Dear Abby, a golfer and a "protective wife"
Do you still read the newspaper? I do, and I even read Dear Abby on occasion. But I do not watch Dancing With the Stars, so I think that balances the ledger on my questionable entertainment consumption.
Today, Dear Abby had a great letter. I was actually disgusted, then thankful for my own wife after I read the letter from “Protective wife” from Santa Clara, Calif.
She wrote that her husband practices swinging a club for 15 or 20 minutes after breakfast in the morning. She then says she fears this much physical activity could damage the internal organs or at least hurt digestion.
Holy dog crap. If that’s the kind of nagging some guys have to put up with, I call myself the luckiest guy out there. My wife has never said anything about golfing, other than I’m always coming home later than I said I would because I give her an optimistic forecast for the length of a round.
Me: “But honey, there are so many different things that can go wrong. We got stuck behind a fivesome of meth freaks who couldn’t find their balls in the woods.”

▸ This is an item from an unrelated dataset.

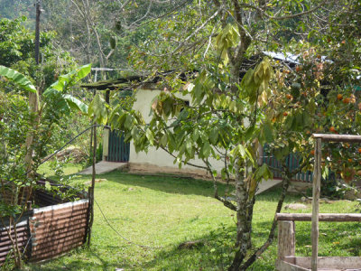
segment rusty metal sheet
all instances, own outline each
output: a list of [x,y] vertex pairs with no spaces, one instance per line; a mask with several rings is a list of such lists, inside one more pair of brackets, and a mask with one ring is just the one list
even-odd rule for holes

Wife: “Great. Whatever. Just say it’s going to take six hours next time.”
Me: “I promise it will only be four-and-a-half.”
Anyway, the writer goes on to say that her husband plays golf “almost weekly” and that practicing golf after breakfast is the “wrong time” to do it. My bet is that her kids don’t get to go swimming for an hour after they eat a peanut butter and jelly sandwich either.
Are there really people this stupid in the world?